Distinguishing between email types using Naive Bayes 

In [23]:
from sklearn.datasets import fetch_20newsgroups
from sklearn.naive_bayes import MultinomialNB
from sklearn.feature_extraction.text import CountVectorizer

In [24]:
#inspecting all email labels 
emails = fetch_20newsgroups()
labels = emails.target_names
print(labels)

['alt.atheism', 'comp.graphics', 'comp.os.ms-windows.misc', 'comp.sys.ibm.pc.hardware', 'comp.sys.mac.hardware', 'comp.windows.x', 'misc.forsale', 'rec.autos', 'rec.motorcycles', 'rec.sport.baseball', 'rec.sport.hockey', 'sci.crypt', 'sci.electronics', 'sci.med', 'sci.space', 'soc.religion.christian', 'talk.politics.guns', 'talk.politics.mideast', 'talk.politics.misc', 'talk.religion.misc']


In [25]:
#importing the email types to use for training
train_emails = fetch_20newsgroups(categories = ['comp.sys.ibm.pc.hardware','rec.sport.hockey'], subset = 'train', shuffle = True, random_state = 108)

In [26]:
print(train_emails.target_names)

['comp.sys.ibm.pc.hardware', 'rec.sport.hockey']


In [27]:
#test emails
test_emails = fetch_20newsgroups(categories = ['comp.sys.ibm.pc.hardware','rec.sport.hockey'], subset = 'test', shuffle = True, random_state = 108)

In [28]:
#transforming emails to lists of word counts, all the words the model should lookout for in an email
counter = CountVectorizer()
counter.fit(test_emails.data + train_emails.data)
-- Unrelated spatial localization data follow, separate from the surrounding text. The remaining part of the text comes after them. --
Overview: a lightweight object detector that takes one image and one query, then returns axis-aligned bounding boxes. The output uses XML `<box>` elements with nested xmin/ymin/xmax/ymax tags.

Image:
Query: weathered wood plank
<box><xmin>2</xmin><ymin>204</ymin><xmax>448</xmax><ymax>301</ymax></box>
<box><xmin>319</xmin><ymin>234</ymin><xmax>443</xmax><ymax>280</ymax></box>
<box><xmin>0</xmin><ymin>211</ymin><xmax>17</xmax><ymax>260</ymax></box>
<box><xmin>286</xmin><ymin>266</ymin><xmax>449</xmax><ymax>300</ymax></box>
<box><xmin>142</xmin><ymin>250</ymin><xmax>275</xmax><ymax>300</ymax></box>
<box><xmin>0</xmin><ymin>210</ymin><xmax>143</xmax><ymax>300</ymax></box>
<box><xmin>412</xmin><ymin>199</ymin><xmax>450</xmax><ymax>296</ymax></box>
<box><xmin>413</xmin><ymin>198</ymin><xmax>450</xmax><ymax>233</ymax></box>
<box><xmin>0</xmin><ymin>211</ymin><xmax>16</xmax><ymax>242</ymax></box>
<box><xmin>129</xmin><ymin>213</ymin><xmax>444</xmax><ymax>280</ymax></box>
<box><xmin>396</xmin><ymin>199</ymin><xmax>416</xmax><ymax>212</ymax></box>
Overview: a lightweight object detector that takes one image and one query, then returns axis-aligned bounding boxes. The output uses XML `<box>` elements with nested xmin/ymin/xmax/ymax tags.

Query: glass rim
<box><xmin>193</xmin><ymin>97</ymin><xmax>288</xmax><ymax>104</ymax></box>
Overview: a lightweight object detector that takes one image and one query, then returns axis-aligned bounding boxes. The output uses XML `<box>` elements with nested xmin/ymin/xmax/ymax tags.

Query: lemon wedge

#making a list of the count of words in training and test sets 
train_counts = counter.transform(train_emails.data)
test_counts = counter.transform(test_emails.data)

In [29]:
#training the model
classifier = MultinomialNB()
classifier.fit(train_counts, train_emails.target)

#testing model accuracy
print(classifier.score(test_counts, test_emails.target))

0.9974715549936789


This model distinguishes between emails about hockey and emails about tech with over 99% accuracy, other email categories can also be compared by picking any two target names and putting them in the categories parameter in test_emails and train_emails.